We know that some pub owning companies have supported their licensees throughout this pandemic, probably as well as they can under the circumstances. But equally we know that others have fallen well-short in this regard, and many licensees are likely to emerge from this pandemic saddled with unsustainable debt, finally pushed over the edge and out of business. That we're then likely to see yet another feeding frenzy for valuable pub properties, often by businesses with little or no regard for our unique pub culture and heritage, seems sadly inevitable. Hopefully Ilkeston's more traditional boozers, including the ones that continue to support its most traditional old pub game, will come through this intact and ready to resume competition in the Winter season should it be at all possible.
The Spanish Bar, Ilkeston
These photographs were taken a couple of years ago on one of our big boozy days out in Ilkeston, taking advantage of the towns recently reopened rail station at a time when the notion that pubs might close en masse was barely conceivable. As such it's yet another blog post awaiting a return visit to firm up some details, maybe even catch a game of skittles in progress. Obviously that never happened, but with reopening on the horizon I felt the time was right to get it out there, even if it's likely that things have changed a little at both of these excellent pubs. The town itself has morphed in recent times into quite a destination for the beer and pub lover. Recently opened micropubs and a specialist craft beer bar complement a range of older traditional locals, some of which have retained much of their heritage and community focus. It's also a stronghold for the local game of Long Alley Skittles.
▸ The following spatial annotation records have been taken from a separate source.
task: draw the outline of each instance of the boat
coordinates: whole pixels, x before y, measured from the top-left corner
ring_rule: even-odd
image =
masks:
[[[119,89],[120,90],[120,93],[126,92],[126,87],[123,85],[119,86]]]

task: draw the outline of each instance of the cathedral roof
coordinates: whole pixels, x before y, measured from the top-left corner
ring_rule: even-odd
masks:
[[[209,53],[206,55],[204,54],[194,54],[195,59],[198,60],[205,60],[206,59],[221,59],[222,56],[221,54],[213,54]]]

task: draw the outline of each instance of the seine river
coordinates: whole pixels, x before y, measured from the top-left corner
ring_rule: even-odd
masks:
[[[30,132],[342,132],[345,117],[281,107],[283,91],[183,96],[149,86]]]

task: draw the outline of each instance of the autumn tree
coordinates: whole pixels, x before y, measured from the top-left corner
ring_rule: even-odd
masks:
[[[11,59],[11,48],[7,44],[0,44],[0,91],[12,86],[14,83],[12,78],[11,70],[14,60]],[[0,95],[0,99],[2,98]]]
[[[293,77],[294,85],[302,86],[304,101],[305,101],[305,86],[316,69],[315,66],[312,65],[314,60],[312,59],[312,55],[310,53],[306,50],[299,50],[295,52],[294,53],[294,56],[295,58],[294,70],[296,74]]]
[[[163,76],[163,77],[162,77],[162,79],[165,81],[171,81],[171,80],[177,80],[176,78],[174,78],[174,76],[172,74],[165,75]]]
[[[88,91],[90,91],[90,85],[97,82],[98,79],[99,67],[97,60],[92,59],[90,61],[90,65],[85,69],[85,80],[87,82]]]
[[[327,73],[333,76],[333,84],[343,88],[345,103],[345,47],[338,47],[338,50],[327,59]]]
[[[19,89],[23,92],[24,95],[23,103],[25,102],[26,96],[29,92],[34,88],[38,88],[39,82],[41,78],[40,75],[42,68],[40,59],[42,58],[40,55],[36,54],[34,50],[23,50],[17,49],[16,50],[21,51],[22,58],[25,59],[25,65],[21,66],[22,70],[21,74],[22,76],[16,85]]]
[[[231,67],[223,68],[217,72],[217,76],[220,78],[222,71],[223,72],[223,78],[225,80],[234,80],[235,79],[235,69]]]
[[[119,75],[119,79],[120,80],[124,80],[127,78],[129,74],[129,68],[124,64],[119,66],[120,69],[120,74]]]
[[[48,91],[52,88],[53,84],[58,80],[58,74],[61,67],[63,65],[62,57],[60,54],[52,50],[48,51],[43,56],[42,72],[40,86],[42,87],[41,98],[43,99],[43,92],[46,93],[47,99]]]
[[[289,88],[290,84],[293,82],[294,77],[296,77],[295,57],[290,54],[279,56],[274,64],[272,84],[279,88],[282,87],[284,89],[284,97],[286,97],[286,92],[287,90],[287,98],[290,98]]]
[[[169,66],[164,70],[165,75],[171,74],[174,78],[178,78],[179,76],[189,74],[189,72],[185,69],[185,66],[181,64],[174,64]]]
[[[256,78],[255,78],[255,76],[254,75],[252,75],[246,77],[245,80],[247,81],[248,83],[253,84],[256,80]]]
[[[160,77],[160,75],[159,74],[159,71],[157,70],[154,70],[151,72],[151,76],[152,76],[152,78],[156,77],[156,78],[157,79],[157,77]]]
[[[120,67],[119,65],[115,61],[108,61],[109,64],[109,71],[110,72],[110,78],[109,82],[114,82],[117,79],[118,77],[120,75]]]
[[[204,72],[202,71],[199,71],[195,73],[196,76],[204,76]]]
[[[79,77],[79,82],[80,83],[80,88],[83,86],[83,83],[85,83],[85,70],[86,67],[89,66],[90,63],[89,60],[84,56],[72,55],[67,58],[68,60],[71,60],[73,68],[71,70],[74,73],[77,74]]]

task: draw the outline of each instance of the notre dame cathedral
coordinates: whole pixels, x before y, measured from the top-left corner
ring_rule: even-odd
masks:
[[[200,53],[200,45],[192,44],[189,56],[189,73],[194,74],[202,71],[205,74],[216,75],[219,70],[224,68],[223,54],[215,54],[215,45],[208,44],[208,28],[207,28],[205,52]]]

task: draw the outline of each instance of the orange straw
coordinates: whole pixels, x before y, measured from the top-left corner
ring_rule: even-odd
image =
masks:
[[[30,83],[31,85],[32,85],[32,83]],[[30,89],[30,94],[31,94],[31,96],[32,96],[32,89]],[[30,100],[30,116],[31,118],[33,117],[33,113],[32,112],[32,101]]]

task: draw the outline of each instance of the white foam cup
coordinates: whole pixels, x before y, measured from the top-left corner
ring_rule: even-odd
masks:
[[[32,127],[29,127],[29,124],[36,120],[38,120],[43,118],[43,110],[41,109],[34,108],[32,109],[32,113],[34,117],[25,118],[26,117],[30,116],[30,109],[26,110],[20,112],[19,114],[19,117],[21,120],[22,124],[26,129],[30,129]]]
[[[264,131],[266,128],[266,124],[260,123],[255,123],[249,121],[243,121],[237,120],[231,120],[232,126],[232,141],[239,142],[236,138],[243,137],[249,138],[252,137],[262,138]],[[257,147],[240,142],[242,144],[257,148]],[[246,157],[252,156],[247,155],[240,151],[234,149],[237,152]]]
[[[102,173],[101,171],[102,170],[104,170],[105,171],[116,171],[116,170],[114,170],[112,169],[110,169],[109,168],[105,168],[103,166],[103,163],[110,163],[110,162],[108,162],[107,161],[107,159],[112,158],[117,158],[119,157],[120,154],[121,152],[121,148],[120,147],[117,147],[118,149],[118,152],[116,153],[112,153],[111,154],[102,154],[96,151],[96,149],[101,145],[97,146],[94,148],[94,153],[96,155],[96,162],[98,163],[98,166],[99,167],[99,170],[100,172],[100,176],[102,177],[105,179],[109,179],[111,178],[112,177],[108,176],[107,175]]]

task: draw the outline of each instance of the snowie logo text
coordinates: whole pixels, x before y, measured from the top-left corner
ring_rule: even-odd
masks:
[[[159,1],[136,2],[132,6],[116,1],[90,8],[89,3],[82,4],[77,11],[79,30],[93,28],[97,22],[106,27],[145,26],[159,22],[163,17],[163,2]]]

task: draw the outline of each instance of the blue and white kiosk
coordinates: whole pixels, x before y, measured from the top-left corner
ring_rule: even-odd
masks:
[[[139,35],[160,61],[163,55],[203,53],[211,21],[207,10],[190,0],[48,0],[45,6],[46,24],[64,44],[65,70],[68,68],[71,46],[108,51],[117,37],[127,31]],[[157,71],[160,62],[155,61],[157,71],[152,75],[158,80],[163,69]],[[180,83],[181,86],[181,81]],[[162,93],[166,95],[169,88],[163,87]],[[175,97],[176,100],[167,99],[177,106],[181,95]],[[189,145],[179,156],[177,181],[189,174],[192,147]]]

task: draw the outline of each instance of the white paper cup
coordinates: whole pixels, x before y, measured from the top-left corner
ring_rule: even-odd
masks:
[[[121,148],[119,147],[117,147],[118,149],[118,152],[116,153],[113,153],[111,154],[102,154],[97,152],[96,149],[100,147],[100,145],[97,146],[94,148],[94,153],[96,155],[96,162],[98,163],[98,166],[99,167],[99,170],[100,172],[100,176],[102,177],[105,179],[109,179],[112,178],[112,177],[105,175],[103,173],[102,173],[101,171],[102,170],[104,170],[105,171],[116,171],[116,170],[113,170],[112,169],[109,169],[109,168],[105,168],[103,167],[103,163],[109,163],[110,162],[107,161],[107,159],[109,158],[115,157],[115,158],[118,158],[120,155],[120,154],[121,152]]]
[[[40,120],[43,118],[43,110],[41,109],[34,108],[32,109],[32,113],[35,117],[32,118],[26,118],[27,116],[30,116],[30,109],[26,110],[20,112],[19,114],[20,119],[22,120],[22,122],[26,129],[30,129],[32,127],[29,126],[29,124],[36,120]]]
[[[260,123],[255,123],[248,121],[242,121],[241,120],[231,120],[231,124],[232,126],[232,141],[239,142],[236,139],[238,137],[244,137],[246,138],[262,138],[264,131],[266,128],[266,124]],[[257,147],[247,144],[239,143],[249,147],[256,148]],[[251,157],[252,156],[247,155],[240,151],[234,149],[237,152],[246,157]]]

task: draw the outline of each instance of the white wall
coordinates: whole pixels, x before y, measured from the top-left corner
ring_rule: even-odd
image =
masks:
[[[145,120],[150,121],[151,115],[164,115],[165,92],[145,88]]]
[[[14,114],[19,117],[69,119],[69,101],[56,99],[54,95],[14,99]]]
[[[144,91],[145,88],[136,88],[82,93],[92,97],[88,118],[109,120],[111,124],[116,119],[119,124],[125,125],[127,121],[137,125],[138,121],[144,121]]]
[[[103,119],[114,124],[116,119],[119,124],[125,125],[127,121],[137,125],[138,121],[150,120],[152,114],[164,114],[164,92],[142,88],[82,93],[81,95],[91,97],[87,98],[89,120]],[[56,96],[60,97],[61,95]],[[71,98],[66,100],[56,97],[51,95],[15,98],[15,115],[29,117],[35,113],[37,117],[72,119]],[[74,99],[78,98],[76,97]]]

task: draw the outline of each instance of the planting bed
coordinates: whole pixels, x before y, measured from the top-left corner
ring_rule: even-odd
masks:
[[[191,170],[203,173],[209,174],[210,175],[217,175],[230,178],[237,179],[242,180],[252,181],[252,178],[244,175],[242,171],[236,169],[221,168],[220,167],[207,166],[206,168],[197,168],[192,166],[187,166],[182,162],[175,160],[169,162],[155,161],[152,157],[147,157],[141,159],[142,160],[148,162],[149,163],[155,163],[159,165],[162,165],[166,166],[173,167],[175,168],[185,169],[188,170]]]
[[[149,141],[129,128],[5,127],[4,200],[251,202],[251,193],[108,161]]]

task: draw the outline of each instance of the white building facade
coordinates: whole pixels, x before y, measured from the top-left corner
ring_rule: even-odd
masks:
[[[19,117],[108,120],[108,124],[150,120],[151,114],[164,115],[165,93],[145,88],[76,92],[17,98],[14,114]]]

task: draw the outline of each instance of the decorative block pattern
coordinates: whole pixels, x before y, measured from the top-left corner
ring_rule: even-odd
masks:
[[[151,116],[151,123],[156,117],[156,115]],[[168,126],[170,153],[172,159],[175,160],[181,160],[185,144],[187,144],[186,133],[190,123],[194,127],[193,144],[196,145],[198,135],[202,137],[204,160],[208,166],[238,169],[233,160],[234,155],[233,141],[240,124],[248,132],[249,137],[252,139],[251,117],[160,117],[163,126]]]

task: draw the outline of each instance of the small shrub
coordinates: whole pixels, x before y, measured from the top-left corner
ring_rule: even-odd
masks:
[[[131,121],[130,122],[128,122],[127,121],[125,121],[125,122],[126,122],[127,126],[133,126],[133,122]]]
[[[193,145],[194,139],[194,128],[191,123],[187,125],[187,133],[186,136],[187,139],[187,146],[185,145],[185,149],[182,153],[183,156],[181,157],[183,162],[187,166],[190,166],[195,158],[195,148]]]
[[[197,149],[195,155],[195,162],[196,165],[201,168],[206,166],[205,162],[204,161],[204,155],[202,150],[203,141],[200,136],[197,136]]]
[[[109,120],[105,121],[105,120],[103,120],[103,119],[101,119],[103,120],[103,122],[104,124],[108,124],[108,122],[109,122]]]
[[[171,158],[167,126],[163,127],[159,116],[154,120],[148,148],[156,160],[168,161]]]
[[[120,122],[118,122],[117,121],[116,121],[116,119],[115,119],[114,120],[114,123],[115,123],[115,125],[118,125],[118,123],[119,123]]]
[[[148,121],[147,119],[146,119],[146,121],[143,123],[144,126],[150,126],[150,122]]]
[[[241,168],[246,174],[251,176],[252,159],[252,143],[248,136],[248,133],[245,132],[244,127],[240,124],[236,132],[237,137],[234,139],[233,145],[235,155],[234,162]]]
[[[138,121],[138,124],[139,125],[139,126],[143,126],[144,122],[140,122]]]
The Skittle Alley at the Spanish Bar (above & below) is verging on 'plush' by the standards of most alleys in Derbyshire, and would be a strong contender for 'Best Skittle Alley in Bloom' should such a competition actually exist! In fact the Spanish Bar is renowned as having one of the best beer gardens in Ilkeston. The tradition in this part of the country has been for outdoor skittle alleys in yards, beer gardens, or set out on the car park, but more recently the trend has been to cover the playing area against the worst of the English weather. I would imagine that the Spanish Bar skittle alley was originally an outdoor one, but it's now sheltered on all but one side. There are two leagues for Long Alley competition in the Ilkeston area, the Ilkeston & District Long Alley Skittles League, and the Border Skittles League which comprises venues in Derbyshire and Nottinghamshire.
|Non-slip Rubber at the skittle alley throwing point|
The Three Horseshoes, Ilkeston
The 'improved' skittle alley lies adjacent to the new function room (home to landlord Scott Ryder's impressive collection of Hardy & Hanson's Brewery memorabilia), and has been cleverly included as part of the patio slab layout, something I've not come across anywhere else in the Long Alley Skittles area. A thoroughly modern interpretation of a very old design that neatly fulfils the needs of the game without imposing on the all-important Summer beer garden trade.